Eleos Outreach brings AI-enabled click-to-text functionality to field-based clinicians' EHRs

Eleos Health announced a new offering utilizing AI to decrease the administrative burden of note taking for field-based care providers dubbed Eleos Outreach.  

The platform uses augmented intelligence to streamline the documentation work of case managers and community outreach providers by incorporating click-to-text functionality. Eleos Outreach is electronic health record agnostic to allow for users to take notes on the road that will be fully integrated into systems back at the office, according to the company.

Eleos CEO and co-founder Alon Joffe told Fierce Healthcare that the company is being strategic and purposeful with the use of AI for medical documentation.

“We always say our goal is to help clinicians provide more care and less operations,” Joffe said. “It will never be all care and zero operations. As much as we all want this, it’s just not going to happen. There will always be some level of operational stuff you need to do as a clinician, but if we can shift that a bit and allow you to focus more on care itself, I think that's a win for all employees.”

By being prompted with questions informed by past notes from a provider’s organization, Eleos Outreach translates responses into clinical language that populates EHR fields. In this manner, 80% of notation is completed. The remaining 20% is generated by the clinician.

Joffe said clinicians are also required to review and edit AI-generated text to ensure that nuances of well-informed care are not lost.

Eleos claims the new tool decreases documentation time by 80% and enables note completion 64% faster. The company also claims to help decrease revenue lost to undocumented billable activities.

Private not-for-profit behavioral healthcare organization Trilogy is the first organization to deploy the tool. The Chicago-based organization assists children and adults living with mental illness through programs that help people experiencing an urgent mental health crisis, in addiction recovery or who are transitioning out of homelessness.

“The day-to-day schedule of these case managers is that they go from one home to the next, from one street to the next,” Joffe said. “They have to document sometimes when they're in their car before they're leaving to meet their next member, so they just don't have time. Otherwise, they need to sit at the end of the day at the computer talking to the EHR, and that takes them hours.”

Eleos also offers Scribe and Replay to increase documentation efficiency. Scribe claims to support behavioral health providers by populating 70% of progress notes and can reduce documentation time by 50%, the company said. Replay can be used for training and development programs.

Eleos Outreach is only the most recent AI offering billed as reducing burnout. Joffe said the company is careful to ensure that the AI it deploys is designed to have trickle-down effects on patients and providers at scale. He worries that while AI buzz abounds, new tech often takes years to reach the patients who need it the most.

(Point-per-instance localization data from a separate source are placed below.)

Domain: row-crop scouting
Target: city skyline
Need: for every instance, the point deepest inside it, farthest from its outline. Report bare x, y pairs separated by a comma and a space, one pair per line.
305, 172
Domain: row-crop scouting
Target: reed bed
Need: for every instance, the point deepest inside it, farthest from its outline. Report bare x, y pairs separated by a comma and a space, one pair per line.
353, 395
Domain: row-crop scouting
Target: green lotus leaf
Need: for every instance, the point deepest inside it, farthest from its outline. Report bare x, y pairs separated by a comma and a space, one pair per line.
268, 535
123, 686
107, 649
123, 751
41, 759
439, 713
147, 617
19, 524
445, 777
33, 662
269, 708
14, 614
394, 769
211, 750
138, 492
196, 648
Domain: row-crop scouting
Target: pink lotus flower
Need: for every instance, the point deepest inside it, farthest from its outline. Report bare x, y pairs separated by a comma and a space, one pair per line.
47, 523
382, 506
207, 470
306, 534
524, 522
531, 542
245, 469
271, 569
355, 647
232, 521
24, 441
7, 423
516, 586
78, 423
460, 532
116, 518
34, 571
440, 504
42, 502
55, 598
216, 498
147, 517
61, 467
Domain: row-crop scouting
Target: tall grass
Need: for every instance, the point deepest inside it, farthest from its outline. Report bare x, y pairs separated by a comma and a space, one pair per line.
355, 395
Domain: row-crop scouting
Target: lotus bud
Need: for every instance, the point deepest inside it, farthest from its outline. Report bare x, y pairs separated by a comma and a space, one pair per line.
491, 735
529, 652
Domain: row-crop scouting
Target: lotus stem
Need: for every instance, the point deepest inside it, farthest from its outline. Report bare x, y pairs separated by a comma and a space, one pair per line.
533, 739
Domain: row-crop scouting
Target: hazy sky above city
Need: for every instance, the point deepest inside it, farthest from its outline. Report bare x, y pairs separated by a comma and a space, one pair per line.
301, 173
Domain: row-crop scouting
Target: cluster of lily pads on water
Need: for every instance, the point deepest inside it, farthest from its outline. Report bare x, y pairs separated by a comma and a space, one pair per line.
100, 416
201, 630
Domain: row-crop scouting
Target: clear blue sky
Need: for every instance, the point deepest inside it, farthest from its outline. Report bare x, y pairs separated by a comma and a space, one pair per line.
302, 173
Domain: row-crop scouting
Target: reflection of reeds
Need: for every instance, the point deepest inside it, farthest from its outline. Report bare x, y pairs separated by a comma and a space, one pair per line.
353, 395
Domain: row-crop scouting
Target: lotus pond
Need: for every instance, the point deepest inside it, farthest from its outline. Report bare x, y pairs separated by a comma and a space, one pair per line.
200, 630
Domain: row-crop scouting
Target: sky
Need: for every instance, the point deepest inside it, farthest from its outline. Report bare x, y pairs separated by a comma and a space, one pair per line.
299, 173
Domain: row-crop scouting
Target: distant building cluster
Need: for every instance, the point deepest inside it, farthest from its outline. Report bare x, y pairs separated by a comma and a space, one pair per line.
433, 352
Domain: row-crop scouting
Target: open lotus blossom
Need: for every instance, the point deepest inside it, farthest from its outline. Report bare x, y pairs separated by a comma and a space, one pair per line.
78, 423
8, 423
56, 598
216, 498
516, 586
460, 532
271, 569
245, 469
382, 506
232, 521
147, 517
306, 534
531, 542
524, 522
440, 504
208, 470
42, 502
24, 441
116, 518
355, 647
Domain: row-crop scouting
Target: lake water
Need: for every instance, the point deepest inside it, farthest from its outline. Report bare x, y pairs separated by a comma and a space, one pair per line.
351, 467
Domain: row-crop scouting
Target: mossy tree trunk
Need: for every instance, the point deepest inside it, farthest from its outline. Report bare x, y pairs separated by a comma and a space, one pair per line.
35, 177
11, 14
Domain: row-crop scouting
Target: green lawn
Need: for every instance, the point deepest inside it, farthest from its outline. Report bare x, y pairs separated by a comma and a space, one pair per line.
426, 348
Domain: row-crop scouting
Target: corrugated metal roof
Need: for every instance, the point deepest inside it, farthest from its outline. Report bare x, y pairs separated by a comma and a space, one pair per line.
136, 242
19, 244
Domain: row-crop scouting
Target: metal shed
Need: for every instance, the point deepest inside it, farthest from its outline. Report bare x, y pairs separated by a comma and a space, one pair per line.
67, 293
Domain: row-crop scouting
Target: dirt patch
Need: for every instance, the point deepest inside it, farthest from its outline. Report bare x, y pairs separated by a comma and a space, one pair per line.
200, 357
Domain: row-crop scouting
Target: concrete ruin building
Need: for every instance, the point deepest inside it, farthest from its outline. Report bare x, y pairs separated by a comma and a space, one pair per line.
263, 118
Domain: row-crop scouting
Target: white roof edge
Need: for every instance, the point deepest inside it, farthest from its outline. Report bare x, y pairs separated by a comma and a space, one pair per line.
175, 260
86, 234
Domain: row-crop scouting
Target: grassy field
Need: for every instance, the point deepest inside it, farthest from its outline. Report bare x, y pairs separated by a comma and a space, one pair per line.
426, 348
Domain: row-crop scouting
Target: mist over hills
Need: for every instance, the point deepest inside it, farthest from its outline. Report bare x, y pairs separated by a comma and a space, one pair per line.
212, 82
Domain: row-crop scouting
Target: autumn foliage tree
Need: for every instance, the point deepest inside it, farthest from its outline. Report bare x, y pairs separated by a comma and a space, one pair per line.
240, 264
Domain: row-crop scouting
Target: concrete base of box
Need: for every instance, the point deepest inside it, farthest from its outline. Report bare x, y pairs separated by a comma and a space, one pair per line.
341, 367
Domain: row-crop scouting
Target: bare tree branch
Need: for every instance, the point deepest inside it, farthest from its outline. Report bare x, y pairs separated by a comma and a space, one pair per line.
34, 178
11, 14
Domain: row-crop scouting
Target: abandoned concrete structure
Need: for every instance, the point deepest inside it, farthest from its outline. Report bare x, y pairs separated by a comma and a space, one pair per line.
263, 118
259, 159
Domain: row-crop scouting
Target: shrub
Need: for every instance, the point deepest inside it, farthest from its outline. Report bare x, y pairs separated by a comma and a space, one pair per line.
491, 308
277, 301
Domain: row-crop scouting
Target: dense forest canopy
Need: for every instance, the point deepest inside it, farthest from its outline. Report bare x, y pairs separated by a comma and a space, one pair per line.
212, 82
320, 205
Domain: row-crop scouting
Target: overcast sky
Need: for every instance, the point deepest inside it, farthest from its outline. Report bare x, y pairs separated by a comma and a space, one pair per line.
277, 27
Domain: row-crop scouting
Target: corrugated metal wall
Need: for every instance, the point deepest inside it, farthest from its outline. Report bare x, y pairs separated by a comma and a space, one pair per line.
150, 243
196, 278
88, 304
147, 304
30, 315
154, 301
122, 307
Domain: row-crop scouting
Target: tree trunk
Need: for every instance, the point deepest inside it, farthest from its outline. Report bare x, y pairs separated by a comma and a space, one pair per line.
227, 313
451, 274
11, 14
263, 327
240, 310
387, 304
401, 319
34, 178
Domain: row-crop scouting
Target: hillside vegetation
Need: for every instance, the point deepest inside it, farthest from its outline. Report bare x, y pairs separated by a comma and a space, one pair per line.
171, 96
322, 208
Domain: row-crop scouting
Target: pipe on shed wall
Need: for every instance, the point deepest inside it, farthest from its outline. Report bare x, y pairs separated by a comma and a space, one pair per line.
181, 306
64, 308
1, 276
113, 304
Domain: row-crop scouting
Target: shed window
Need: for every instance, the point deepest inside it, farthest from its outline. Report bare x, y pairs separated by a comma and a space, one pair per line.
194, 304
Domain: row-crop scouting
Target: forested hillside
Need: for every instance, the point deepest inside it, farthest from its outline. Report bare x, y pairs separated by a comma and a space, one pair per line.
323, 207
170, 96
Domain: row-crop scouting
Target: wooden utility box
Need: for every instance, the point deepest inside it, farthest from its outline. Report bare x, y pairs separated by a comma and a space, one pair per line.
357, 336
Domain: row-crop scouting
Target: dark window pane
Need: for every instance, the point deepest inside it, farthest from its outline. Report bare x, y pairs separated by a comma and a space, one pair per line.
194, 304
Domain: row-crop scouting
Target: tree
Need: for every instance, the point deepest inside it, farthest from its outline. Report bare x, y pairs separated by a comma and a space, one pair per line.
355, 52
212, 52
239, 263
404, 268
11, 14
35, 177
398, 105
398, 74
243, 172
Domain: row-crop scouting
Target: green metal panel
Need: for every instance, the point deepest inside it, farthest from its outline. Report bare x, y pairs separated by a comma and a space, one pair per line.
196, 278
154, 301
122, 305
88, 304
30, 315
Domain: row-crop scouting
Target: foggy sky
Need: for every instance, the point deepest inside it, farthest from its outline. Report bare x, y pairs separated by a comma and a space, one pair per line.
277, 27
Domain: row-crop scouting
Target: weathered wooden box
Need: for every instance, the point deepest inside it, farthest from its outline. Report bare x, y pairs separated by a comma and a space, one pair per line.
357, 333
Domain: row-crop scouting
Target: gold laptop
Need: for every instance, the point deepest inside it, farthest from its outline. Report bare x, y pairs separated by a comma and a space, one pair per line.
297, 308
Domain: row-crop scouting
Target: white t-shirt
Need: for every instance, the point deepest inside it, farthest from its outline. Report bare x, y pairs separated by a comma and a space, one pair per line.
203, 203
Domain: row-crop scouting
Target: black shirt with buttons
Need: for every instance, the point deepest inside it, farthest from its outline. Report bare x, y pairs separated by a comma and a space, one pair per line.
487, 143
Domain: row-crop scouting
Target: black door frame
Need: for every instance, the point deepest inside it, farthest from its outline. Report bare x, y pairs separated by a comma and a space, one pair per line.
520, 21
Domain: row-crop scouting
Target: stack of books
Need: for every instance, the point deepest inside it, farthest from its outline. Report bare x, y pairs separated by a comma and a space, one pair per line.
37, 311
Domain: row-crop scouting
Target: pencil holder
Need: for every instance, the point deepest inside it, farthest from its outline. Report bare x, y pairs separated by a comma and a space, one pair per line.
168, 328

He foresees many companies moving further into the documentation space as generative AI transitions from a pipe dream to a lived reality in physicians’ offices and field-based care providers across the country. But where he sees some companies standing apart is in workflow integration. Without being embedded into EHRs, a point solution will not even be touched, he noted.

“If you're really closely embedded within the workflow, that's where clinicians are going to use you; if not, it doesn’t matter if you have 5% more accuracy on your models,” Joffe said. “How do you put your tool into telehealth? Do you support face-to-face group sessions? Do you provide that to a case manager? That's the real next set of questions that we will need to ask ourselves if we want to really provide this at scale.”

The ethical placement of AI in behavioral health is still being determined, but research has shown that with the right framework, clinicians' time can be freed up to provide care that technology cannot offer. A paper from Frontiers in Psychiatry offers such a framework, focusing on documentation as a primary venue where pragmatic AI can be deployed with generative results.